Salzwedel l Auch wenn es inzwischen leichte Tendenzen zu Lockerungen gibt: „In Corona-Zeiten bricht die künstlerische Existenz unter den Füßen weg“, sagt Konstantin Wecker. Als der heute 73-Jährige vor knapp fünf Jahren im Salzwedeler Kulturhaus auftrat, da wollten mehr als 500 Besucher den viel umjubelten Auftritt des gebürtigen Münchners sehen. Und was ist heute? Corona hat nicht nur die Künstler lahmgelegt und dafür gesorgt, dass vielen die künstlerische Existenz wegbricht; auch die Veranstalter haben enorme Schwierigkeiten, geplante Gastspiele auf neue Termine zu verlegen, weil die vertraglich bereits ausgehandelten Abmachungen nicht einzuhalten sind. Sie, Künstler und Veranstalter, hoffen darauf, dass es im nächsten Jahr besser wird, sich die Menschen aus dem Würgegriff von Corona befreien und endlich wieder auftreten beziehungsweise größere Events ausrichten können.

Denn es geht – natürlich – auch ums Geld. Denn unter Einhaltung der Hygieneregeln dürfen bei der maximalen Reihenbestuhlungsvariante im Salzwedeler Kulturhaus lediglich 120 bis 150 Personen in den Großen Saal des Kulturhauses. Das ist zudem noch abhängig von der Größe der einzelnen Besuchergruppen, macht Andreas Köhler, zuständig für die Öffentlichkeitsarbeit der Hansestadt gegenüber der Volksstimme deutlich.

Wirtschaftlich sollte schon sein

Um sicherzustellen, dass diese Regeln auch eingehalten werden, ist darüber hinaus ein erhöhter Aufwand an Personal notwendig.
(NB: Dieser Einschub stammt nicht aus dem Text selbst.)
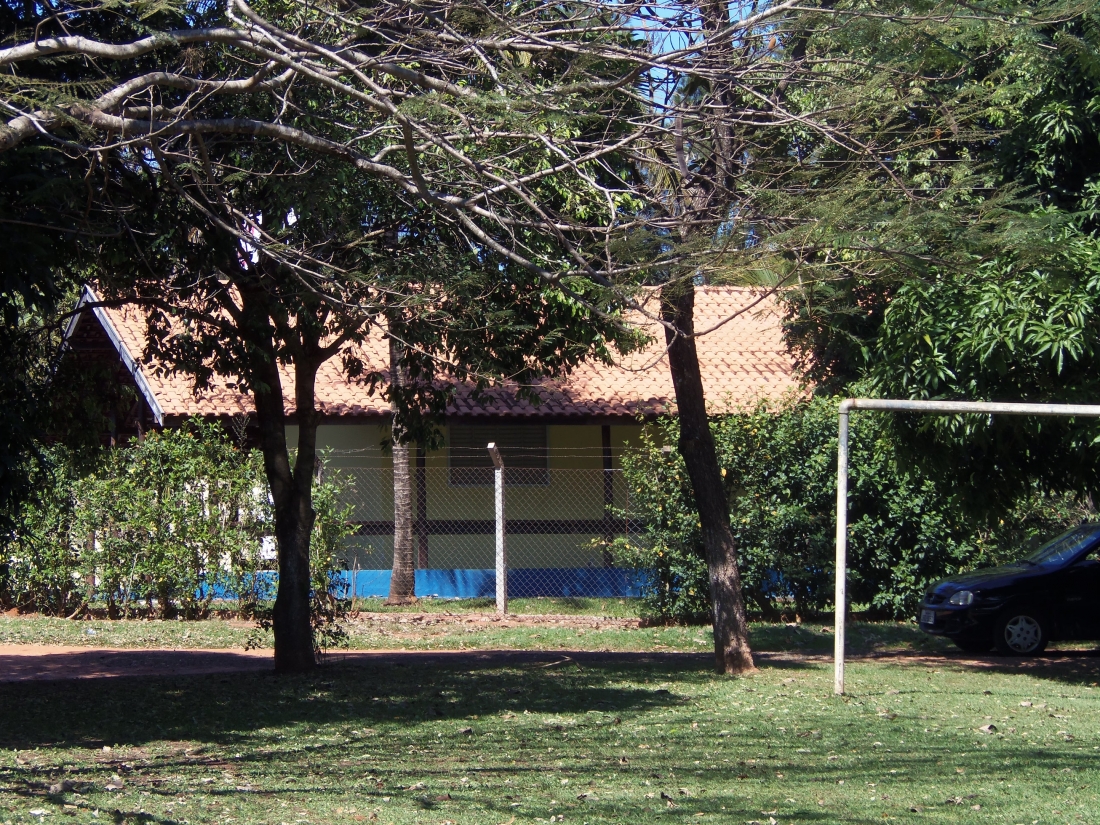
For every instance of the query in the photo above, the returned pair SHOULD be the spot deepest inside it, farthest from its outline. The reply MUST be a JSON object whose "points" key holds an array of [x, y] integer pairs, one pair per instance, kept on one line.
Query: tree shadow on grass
{"points": [[361, 690], [1078, 668]]}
Doch diese Kosten, verbunden mit einer Reduzierung der Besucherkapazität, macht es für die Organisatoren äußerst schwierig, Veranstaltungen wirtschaftlich darzustellen. Das betrifft natürlich auch das Salzwedeler Kulturhaus.

Dadurch wird die Arbeit von Michael Tunger, Leiter Veranstaltungsbetrieb, und seiner Kollegin Juliane Schlawin nicht gerade einfacher. Bisher habe man mit allen Künstlern und Veranstaltern Lösungen gefunden, die Veranstaltungen zu einem späteren Zeitpunkt auszurichten, ohne dass die Künstler finanzielle Abstriche hinnehmen mussten. Trotzdem: Die Planungen für die neue Saison stellen sich äußerst schwierig dar, weil zum einen die aktuelle Corona-Eindämmungsverordnung „nur“ bis zum 16. September Gültigkeit hat. Andererseits ist davon auszugehen, dass auch danach weitere Einschränkungen im Veranstaltungsbereich zu erwarten sein werden, macht Köhler deutlich.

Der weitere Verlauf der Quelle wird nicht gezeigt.